The Body Electric

Dancing is more like high-interface action verbs than nouns and subjects. I’m very interested in the electric threshold; dance can be like live voltage, or crossing realms. Sometimes the body is flooded and energized by an excess of impulses, spasms, jerks, shakes, tremors, and responds with quirks and undulations. -Kenneth King

If a dancing body is capable of these responses, these expressions — spasms, jerks, shakes, tremors — then where do these responses go in everyday life? Where do we put that kinetic energy while we sit quietly in front of the computer or clutching our cell phones, thumbing our blackberries and iphones? Do we even breathe when engaged in these activities, never mind allow our body its natural expression?

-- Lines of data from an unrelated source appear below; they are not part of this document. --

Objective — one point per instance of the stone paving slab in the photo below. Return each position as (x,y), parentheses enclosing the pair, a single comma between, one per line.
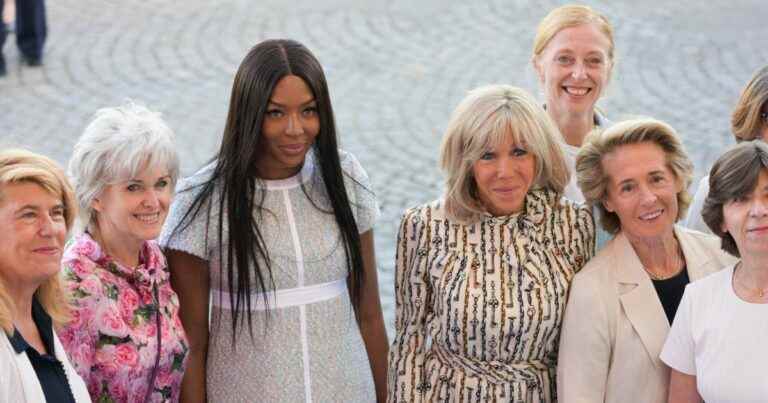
(395,69)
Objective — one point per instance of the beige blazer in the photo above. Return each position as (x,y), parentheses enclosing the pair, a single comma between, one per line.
(615,326)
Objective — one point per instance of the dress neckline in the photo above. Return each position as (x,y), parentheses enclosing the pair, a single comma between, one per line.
(301,177)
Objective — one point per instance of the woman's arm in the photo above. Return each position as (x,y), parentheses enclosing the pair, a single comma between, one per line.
(189,278)
(682,388)
(413,310)
(371,320)
(585,346)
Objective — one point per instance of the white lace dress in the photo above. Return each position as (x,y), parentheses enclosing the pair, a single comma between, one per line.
(309,349)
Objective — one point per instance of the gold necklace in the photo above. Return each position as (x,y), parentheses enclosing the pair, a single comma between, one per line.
(761,292)
(679,263)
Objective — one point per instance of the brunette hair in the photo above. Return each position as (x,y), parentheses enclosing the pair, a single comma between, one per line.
(234,177)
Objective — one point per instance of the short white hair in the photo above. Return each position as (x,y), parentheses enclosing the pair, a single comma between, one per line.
(117,145)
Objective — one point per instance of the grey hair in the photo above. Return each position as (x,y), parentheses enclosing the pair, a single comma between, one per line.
(117,145)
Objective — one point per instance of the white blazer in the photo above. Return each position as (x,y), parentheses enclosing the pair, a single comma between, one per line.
(615,326)
(18,380)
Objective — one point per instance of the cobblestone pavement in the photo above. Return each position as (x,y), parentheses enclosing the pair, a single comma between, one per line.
(396,70)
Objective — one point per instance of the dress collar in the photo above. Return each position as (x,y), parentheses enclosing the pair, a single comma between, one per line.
(537,201)
(149,272)
(307,169)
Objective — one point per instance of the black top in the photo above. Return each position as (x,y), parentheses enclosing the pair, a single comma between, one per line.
(49,370)
(670,292)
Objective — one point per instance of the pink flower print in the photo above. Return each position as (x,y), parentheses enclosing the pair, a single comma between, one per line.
(146,298)
(79,268)
(86,247)
(129,303)
(106,364)
(110,322)
(91,285)
(126,355)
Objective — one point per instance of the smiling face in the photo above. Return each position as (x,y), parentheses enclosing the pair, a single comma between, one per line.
(574,68)
(290,126)
(641,190)
(503,175)
(133,211)
(746,219)
(34,230)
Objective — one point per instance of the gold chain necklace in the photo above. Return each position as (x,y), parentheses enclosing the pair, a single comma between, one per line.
(679,264)
(761,292)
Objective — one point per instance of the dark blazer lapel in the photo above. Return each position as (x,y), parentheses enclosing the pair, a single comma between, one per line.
(639,299)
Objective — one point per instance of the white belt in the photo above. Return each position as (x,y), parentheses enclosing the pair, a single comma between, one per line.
(286,298)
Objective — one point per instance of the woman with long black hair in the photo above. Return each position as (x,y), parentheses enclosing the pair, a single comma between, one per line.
(276,230)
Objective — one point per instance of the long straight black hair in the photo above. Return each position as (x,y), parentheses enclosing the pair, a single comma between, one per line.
(235,174)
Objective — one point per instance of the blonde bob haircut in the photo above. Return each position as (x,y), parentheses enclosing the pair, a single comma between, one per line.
(567,16)
(481,121)
(593,179)
(21,166)
(746,121)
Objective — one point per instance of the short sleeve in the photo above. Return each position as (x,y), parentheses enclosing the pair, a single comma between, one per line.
(694,220)
(10,388)
(188,226)
(679,349)
(365,205)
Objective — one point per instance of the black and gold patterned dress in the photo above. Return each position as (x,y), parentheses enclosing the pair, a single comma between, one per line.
(479,306)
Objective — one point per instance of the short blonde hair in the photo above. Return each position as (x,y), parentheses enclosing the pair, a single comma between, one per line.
(593,180)
(116,145)
(483,119)
(567,16)
(21,166)
(746,122)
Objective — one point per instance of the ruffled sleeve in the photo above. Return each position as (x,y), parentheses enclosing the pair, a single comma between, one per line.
(365,205)
(413,299)
(188,228)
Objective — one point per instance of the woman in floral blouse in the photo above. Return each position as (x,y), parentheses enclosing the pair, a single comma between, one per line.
(125,339)
(482,274)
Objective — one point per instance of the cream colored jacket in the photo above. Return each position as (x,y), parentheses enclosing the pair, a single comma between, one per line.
(615,326)
(18,380)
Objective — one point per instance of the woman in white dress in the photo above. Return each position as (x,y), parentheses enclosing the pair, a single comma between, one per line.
(716,347)
(749,121)
(573,58)
(277,230)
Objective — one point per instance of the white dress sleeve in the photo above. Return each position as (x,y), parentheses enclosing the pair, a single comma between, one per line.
(679,349)
(190,231)
(694,220)
(365,205)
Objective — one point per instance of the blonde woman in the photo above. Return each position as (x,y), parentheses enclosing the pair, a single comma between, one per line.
(635,175)
(37,208)
(573,55)
(482,274)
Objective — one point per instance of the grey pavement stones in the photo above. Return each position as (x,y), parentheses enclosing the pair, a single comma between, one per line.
(395,69)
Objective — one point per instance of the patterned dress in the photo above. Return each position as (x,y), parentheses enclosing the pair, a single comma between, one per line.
(308,347)
(479,306)
(112,339)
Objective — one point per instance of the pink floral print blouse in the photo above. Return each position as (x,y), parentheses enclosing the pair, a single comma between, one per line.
(112,339)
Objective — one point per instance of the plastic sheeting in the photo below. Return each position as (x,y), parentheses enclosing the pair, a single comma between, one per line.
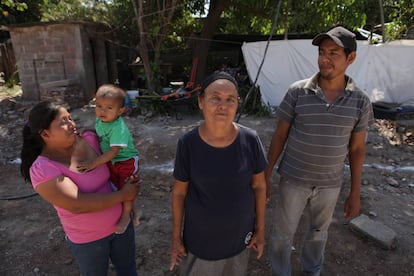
(385,72)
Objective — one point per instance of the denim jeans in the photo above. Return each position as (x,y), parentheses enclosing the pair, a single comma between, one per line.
(294,199)
(93,257)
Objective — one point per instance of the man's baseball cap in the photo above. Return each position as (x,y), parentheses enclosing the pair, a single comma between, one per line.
(341,36)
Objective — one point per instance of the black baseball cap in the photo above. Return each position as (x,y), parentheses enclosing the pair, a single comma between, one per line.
(341,36)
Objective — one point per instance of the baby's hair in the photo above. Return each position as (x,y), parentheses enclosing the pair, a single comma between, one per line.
(113,92)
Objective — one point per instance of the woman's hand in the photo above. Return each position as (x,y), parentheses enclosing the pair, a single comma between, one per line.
(257,243)
(177,251)
(131,188)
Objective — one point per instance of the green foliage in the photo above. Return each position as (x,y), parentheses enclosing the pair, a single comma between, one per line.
(14,5)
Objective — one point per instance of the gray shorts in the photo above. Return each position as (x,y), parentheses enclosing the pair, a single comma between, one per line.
(234,266)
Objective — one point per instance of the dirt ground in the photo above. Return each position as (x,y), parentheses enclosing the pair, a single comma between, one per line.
(32,241)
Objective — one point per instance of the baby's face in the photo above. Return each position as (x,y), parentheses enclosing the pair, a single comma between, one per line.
(108,109)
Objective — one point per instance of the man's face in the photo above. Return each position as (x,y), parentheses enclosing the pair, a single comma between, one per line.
(332,59)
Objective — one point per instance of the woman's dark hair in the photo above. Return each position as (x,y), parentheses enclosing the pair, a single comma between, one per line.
(40,118)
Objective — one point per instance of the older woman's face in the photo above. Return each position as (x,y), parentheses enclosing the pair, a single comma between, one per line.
(220,101)
(62,130)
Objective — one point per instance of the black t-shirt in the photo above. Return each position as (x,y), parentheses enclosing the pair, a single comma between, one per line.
(220,205)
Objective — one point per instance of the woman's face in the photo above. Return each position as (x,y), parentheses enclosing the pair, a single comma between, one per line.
(62,130)
(219,102)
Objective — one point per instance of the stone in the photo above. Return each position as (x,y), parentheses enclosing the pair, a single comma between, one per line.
(384,236)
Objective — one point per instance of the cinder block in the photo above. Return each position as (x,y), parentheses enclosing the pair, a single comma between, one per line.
(380,233)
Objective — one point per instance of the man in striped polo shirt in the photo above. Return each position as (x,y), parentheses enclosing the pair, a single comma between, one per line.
(322,122)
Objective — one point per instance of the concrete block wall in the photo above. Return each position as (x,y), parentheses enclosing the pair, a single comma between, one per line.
(50,52)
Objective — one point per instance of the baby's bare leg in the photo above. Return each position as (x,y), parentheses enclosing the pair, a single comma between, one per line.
(125,217)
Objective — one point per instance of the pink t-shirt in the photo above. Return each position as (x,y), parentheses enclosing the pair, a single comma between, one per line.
(86,227)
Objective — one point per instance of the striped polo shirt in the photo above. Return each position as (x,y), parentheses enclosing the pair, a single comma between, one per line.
(317,146)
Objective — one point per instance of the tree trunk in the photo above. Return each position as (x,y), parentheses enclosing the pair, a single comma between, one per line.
(142,46)
(202,42)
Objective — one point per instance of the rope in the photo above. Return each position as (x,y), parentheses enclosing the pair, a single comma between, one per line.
(261,64)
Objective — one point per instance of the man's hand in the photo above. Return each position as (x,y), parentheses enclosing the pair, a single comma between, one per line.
(257,243)
(352,206)
(177,252)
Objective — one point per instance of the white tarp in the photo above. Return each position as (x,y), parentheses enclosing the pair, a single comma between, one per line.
(385,72)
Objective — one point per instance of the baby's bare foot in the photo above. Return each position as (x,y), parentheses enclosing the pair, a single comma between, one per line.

Part of our successful socialization, or the price of success if you will, is based on the ability to suppress physical, visible, reactions. We freeze our faces (Botox anyone?). We freeze the muscles in our bodies. We do this whether we are excited, disappointed, angry or overwhelmed. But remember, the brain and its extension, the body, are coded for action/re-action. If we can’t flinch, quiver, cry or grimace, what happens to those impulses? Do we take these neural stimuli into hiding? Might it be these inhibited impulses that unexpressed hide out in the neck (spasm), eye (twitch), head (pound), back (grab), stomach (gurgle), intestines (run)?

Instead of releasing, do we repress? Maybe it’s the crazy person, the schizophrenic off his meds on the subway platform who might still embody his own natural reactions, reactions that haven’t been re-pressed. Scary, isn’t it? Or think of the disorder of Tourette’s syndrome, where the nervous system is operating without the appropriate neural brakes or neural inhibitions. (For it is the inhibitory part of the nervous system that allows it to operate smoothly by applying braking mechanisms that allow for smooth, controlled movements.)

Paradoxically, one of the beauties of meditation is that it allows us to sit quietly and to be with our own mental and emotional processes. It is why it can be so uncomfortable to meditate. All of the sudden, we give permission, time and space to those thoughts and feelings, the same ones that we try, with decreasing effectiveness, to control, to keep down, to run away from. We give these very thoughts and feeling permission to bubble up, as if from the primordial soup, and they want to be heard. In meditation, we can study this live voltage, this energy that gets trapped in our bodies. We do this by sitting quietly, tuning into the repetitive cycles of the breath.

One appeal of yoga is that we invite ourselves to slow down and to feel the body. We are invited to extend the head on the neck, the neck on the spine, the fingers, hands and wrists, torso, toes and limbs out of habitually tight ranges. By doing this, we give ample time and space for the muscles, thoughts and emotions to unwind. Is it any wonder that we feel calmer, with fewer aches and pains after giving the bodymind its say?

Think. What posture is most typical of Western life? Sitting. We sit in front of the computer, the TV, at our desks, in our cars, on the airplane. We are a nation of sitters!

Many, if not most, of our aches and pains, our illnesses (including diabetes and heart disease) are caused not by overuse of ourselves, our bodies, but by under use. We move too little in quantity and variety. So, let’s get up and move, dance to get the electric body moving, and we will all feel better and be healthier for it.